En efecto, antes de sabotear a la Alianza del Pacífico, recibió como héroe al dictador Maduro, guardó explícito silencio frente a la escandalosa violación de derechos humanos en Nicaragua y brindó resguardo al connotado líder plurinacional boliviano.
Ahora el Perú debe lidiar con otra contorsión del populista mexicano: su perturbada intención de paralizar la relación económica bilateral se ha sumado a la vulneración de la doctrina Estada, uno de los pilares de su política exterior en el siglo XX.
Sin tener en cuenta que tal pretensión atenta contra las libertades de los agentes económicos de su propio país (cuyos gremios acaban de manifestar su protesta) y los beneficios que, asimétricamente, estos obtienen en su relación con el Perú, López no ha tomado nota de las consecuencias de ese despropósito. A la quiebra de acuerdos comerciales y de inversión internacionales regidos por la OMC, la Asociación Latinoamericana de Integración(Aladi) y otros se sumaría el cuestionamiento de México en la OCDE como economía abierta al margen del que ya padece como sujeto que violenta la Convención de Viena sobre tratados.
Esos pasivos se agregan a la erosión por el presidente de México de un pilar de su política exterior: la doctrina Estrada. Si bien el principio de no intervención –que está en la base de esa doctrina– se ha relativizado con la evolución de la interdependencia y de la nueva problemática global, esa doctrina cuestiona el reconocimiento explícito de los gobiernos. El desconocimiento expreso del Gobierno de la presidenta Boluarte y la defensa de Castillo vulnera frontalmente ese baluarte de la política exterior mexicana.

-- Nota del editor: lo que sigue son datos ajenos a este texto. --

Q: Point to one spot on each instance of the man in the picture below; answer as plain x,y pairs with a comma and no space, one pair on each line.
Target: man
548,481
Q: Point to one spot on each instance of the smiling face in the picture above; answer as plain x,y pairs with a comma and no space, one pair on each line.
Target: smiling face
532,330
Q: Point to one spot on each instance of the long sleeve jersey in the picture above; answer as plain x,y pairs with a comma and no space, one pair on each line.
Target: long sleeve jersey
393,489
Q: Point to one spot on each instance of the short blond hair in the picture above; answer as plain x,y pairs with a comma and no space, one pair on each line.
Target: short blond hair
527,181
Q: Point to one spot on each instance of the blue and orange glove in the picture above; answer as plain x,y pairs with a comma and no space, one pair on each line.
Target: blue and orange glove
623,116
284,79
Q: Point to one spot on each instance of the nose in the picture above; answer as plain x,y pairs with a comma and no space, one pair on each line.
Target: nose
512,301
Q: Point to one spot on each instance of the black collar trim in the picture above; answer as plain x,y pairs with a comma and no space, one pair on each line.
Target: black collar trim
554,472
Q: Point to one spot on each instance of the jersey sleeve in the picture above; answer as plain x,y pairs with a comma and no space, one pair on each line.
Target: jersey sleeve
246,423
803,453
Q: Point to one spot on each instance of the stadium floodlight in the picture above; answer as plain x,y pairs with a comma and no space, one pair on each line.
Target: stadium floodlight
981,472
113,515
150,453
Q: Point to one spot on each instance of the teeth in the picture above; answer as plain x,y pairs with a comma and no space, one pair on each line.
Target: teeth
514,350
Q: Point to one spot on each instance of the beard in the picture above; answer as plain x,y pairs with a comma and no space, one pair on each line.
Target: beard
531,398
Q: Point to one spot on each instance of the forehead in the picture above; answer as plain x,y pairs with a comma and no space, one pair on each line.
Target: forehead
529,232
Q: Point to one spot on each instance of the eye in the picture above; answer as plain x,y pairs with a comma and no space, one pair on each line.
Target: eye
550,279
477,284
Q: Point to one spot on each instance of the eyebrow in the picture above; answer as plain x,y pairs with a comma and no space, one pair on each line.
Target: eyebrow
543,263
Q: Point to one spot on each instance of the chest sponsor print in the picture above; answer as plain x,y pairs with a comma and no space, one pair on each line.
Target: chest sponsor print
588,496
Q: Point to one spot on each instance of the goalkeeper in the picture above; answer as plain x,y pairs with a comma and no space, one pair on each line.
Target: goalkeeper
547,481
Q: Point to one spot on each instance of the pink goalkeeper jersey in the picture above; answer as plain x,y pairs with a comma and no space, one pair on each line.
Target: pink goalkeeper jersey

Si la persistencia de Petro es parte del mismo empeño desestabilizador de López Obrador, la reciente convocatoria por Brasil para retomar el diálogo sudamericano puede ser útil. Pero no para refundar la Unasur, ni para legitimar a la dictadura de Maduro (que Lula ha defendido), ni para replantear una zona de influencia brasileña, sino para establecer bases elementales de mitigación de obstáculos en la región que atenúen la desconfianza en América Latina tan marginada hoy de la evolución del sistema internacional.